By: Chef John Besh
Our Louisiana mayhaws don’t have much juice, and so it takes an awful lot of them to make jelly. (Crabapples are a good substitute.) If you squeeze the fruit juices through the jelly bag or cheese- cloth you’ll have better yield, but the juice will be cloudy. Either way it’ll taste great. Cooking pears are those hard varieties that are better cooked than raw.
NOTE: To sterilize the jars, bottles, and lids for preserves, place them on a rack in a large canning pot, fill with water to the tops of the jars and bring the water to a boil for 5 minutes. Then, use tongs to carefully remove the jars and bottles. Drain them upside down on a clean kitchen towel until ready to fill.
12 pounds mayhaws, halved
5 pounds cooking pears, quartered
5–6 cups sugar, approximately
Put the mayhaws, pears, and enough water to cover the fruit halfway into a large heavy-bottomed pot. Cook over moderate heat until the fruit is very soft, at least 30 minutes.

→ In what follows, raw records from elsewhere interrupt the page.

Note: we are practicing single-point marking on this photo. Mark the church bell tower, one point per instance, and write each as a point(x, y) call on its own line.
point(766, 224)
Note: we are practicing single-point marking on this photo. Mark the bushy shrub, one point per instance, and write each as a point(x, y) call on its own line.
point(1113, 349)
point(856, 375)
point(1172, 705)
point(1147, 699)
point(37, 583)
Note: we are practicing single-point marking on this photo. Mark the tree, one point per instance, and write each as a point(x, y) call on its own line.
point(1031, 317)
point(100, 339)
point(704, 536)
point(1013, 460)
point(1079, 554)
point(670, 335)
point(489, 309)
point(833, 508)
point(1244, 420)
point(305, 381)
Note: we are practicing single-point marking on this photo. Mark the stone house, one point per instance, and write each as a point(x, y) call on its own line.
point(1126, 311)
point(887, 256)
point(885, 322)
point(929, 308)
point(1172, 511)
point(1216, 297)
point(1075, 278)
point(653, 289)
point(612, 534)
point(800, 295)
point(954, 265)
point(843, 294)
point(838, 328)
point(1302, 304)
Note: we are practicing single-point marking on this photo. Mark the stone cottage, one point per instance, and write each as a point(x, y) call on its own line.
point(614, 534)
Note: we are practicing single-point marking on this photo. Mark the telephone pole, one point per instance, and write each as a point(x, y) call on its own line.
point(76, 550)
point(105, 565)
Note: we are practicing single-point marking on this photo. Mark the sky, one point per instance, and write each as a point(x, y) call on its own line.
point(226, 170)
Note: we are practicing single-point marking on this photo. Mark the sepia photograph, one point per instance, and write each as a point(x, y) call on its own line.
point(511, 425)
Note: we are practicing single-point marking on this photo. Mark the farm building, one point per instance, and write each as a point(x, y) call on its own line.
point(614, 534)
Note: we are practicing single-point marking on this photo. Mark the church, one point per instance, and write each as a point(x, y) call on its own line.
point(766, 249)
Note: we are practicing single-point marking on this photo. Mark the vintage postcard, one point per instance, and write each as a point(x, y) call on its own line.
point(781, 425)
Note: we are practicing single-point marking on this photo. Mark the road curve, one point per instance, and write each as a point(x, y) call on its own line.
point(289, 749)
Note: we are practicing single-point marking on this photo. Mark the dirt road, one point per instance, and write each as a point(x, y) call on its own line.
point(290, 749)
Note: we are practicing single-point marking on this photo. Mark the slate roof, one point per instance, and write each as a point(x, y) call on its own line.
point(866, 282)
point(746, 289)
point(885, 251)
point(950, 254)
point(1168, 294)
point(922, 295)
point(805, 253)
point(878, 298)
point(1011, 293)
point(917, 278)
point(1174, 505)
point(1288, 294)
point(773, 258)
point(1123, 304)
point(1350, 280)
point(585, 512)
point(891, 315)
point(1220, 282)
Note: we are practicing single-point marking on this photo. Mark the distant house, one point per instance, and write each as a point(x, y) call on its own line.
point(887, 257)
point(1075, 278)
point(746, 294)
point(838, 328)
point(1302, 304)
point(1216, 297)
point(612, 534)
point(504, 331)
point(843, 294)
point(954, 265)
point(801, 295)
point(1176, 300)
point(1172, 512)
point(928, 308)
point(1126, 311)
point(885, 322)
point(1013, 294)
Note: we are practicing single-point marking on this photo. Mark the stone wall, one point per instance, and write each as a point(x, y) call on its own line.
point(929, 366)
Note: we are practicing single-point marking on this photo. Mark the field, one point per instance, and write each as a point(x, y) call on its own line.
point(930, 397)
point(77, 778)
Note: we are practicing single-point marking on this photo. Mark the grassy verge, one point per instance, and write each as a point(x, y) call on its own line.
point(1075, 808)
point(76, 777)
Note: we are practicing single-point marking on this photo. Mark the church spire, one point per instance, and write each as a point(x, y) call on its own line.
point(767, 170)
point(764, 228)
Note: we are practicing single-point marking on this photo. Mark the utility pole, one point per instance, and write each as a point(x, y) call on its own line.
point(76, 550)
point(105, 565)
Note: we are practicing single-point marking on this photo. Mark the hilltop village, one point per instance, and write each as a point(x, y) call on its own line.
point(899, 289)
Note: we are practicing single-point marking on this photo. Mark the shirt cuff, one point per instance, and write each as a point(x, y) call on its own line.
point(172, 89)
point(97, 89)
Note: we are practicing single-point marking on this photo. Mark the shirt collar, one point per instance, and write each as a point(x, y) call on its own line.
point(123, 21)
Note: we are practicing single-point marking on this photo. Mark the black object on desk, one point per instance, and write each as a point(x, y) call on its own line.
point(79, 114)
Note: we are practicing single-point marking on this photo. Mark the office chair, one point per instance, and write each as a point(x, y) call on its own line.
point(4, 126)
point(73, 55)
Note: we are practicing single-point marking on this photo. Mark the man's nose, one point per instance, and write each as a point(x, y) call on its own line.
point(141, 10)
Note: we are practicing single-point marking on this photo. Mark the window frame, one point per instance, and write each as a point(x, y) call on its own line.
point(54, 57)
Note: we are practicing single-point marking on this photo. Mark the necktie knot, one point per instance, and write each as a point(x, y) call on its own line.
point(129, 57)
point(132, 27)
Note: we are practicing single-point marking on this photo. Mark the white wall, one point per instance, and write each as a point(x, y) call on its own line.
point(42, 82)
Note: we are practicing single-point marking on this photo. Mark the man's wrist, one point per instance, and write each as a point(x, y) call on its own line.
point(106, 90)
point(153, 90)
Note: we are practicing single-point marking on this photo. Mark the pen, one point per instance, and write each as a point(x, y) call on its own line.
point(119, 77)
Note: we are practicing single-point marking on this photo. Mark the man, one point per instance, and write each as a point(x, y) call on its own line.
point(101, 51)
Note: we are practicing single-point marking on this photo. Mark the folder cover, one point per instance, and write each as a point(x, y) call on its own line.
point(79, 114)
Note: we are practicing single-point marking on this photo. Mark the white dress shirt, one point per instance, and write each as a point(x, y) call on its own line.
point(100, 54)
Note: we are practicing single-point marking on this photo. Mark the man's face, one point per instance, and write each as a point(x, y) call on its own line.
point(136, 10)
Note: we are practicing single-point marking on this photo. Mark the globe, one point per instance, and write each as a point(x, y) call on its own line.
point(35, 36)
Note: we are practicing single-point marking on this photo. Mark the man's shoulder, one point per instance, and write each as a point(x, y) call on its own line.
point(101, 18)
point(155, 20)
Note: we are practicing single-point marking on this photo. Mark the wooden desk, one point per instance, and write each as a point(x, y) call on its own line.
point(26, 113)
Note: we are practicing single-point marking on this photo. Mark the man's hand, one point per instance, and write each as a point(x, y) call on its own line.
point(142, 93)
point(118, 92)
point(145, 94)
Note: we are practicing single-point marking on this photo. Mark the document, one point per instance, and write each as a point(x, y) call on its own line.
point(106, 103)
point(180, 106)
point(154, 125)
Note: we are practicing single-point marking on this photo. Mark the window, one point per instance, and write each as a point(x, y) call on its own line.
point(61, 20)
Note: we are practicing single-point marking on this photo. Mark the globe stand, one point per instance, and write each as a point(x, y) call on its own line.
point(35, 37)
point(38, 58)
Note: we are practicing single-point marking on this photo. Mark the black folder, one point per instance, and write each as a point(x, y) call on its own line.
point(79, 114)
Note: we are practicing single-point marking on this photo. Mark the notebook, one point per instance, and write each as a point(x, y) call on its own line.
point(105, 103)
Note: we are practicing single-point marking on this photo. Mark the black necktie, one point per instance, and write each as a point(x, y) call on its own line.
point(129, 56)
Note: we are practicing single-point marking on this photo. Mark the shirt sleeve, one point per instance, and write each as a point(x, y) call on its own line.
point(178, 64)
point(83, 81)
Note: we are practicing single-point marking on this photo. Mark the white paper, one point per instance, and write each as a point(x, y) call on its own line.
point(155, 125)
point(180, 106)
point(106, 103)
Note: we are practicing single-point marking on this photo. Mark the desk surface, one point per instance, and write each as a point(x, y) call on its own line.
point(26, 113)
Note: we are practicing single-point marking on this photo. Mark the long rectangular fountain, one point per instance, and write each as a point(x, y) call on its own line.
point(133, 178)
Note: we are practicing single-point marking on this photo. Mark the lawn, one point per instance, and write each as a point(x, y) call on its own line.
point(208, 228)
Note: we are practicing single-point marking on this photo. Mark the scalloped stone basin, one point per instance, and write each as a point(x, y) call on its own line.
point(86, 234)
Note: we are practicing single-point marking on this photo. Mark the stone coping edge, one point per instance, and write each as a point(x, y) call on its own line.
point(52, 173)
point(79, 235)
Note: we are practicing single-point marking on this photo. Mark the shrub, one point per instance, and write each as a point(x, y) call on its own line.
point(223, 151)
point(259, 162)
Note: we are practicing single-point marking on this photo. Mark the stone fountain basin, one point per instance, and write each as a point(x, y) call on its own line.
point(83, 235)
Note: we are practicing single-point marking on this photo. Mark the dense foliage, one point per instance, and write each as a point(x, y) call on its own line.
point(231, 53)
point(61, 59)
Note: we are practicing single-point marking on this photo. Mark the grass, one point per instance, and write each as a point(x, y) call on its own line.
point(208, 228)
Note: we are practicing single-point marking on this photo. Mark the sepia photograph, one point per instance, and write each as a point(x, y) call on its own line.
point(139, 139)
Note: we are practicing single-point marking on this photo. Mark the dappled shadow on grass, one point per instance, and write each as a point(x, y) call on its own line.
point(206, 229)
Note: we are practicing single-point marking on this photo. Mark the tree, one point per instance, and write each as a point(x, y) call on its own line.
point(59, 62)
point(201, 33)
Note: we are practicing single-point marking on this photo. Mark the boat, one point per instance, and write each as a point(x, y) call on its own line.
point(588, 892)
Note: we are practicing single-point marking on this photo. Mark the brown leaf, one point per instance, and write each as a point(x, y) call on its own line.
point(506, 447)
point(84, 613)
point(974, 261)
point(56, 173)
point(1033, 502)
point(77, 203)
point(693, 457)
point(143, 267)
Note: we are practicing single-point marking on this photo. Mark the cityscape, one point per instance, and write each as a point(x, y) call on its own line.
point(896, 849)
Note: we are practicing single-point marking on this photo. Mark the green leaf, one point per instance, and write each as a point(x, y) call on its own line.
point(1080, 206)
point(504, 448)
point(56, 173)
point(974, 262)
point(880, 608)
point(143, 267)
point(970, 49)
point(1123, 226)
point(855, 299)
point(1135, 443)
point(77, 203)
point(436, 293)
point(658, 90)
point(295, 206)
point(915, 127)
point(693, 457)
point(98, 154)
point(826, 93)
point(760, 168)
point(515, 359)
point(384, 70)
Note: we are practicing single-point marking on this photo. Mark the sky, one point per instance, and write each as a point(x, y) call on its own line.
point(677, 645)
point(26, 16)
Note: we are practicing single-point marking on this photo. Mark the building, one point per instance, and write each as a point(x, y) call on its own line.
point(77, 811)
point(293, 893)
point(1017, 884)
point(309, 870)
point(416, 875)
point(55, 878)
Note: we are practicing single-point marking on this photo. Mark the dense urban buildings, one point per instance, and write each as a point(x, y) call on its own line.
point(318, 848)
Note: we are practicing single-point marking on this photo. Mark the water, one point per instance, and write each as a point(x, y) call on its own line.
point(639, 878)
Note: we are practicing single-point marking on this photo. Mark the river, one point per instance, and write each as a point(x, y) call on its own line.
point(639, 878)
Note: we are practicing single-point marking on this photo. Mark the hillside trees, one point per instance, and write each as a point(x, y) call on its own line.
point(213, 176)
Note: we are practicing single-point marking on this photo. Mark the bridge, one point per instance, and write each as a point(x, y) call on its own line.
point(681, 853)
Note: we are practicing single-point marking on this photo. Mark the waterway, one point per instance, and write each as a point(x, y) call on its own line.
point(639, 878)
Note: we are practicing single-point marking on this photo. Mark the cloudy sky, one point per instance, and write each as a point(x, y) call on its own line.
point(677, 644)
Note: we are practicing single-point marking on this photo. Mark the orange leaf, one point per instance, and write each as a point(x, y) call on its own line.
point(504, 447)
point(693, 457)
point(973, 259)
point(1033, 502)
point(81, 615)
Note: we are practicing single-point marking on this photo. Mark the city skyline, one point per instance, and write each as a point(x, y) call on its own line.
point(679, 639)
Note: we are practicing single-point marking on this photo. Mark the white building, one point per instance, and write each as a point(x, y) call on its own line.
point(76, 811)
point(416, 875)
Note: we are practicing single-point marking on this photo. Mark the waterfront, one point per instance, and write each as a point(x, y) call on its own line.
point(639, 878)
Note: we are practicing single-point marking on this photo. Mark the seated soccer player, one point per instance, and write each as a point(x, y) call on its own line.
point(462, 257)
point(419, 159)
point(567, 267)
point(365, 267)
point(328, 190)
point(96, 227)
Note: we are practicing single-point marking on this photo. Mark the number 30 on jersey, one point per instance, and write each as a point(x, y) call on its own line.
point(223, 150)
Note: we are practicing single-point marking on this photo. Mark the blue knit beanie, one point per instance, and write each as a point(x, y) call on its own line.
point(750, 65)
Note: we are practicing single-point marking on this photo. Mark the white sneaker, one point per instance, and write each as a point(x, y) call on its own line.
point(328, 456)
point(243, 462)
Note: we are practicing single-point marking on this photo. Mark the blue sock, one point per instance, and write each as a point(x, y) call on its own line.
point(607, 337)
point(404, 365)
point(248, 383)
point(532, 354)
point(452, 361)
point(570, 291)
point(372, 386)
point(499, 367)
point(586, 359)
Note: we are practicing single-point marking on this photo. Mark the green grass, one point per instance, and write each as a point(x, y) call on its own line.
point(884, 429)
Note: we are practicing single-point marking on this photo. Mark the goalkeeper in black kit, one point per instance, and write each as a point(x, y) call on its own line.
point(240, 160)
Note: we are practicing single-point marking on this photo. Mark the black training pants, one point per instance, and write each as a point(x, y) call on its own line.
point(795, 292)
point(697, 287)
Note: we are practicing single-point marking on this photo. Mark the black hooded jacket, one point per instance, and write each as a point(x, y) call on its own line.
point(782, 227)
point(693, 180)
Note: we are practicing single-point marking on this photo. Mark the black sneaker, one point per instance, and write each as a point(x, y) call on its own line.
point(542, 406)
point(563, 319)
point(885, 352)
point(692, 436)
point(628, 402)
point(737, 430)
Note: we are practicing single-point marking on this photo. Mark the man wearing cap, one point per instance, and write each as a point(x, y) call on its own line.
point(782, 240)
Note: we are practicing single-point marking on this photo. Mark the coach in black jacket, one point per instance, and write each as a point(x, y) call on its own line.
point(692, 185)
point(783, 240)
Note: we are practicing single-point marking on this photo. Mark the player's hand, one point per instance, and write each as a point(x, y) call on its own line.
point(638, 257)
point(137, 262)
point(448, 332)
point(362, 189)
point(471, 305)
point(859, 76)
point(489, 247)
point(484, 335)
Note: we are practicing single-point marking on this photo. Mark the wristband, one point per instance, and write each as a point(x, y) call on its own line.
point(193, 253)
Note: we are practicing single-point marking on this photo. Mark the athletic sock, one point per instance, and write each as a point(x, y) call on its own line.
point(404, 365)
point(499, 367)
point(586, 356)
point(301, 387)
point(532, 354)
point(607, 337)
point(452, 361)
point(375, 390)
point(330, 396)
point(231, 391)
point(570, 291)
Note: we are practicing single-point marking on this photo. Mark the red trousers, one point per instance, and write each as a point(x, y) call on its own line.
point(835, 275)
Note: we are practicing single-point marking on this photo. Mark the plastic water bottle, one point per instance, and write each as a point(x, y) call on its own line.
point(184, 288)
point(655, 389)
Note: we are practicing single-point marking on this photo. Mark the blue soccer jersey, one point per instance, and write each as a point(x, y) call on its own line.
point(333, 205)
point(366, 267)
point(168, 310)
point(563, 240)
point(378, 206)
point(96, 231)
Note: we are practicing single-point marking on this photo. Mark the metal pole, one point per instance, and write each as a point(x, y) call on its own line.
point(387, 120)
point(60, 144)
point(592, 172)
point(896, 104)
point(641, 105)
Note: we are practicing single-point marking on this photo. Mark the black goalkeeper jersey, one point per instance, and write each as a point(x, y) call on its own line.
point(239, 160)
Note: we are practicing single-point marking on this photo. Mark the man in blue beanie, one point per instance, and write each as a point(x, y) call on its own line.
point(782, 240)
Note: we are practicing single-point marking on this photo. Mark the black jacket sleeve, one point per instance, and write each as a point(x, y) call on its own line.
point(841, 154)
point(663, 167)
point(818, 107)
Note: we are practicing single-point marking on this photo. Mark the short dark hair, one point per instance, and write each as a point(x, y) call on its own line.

Transfer the cooked fruit to a jelly bag or a cheese- cloth-lined strainer suspended over a bowl. Allow the juice to drip through the cloth for a couple of hours (or overnight). Measure the juice and pour it back into the cleaned pot. For every cup of juice, add 1⁄2 cup sugar.
Bring the juice to a vigorous boil over high heat. Boil until the juice thickly coats the back of a spoon, 10–20 minutes.
Ladle the jelly into hot, sterilized jars, leaving 1⁄4 inch of headspace. Wipe the rims of the jars clean, then place sterilized lids on top and screw on the rings.
Use tongs to put the filled jars into a canning pot of boiling water over high heat. Make sure the water covers the jars by at least 2 inches. Boil for 5 minutes. Use tongs to carefully remove the jars from the water; place on a kitchen towel. Allow the jars to cool completely before you move them.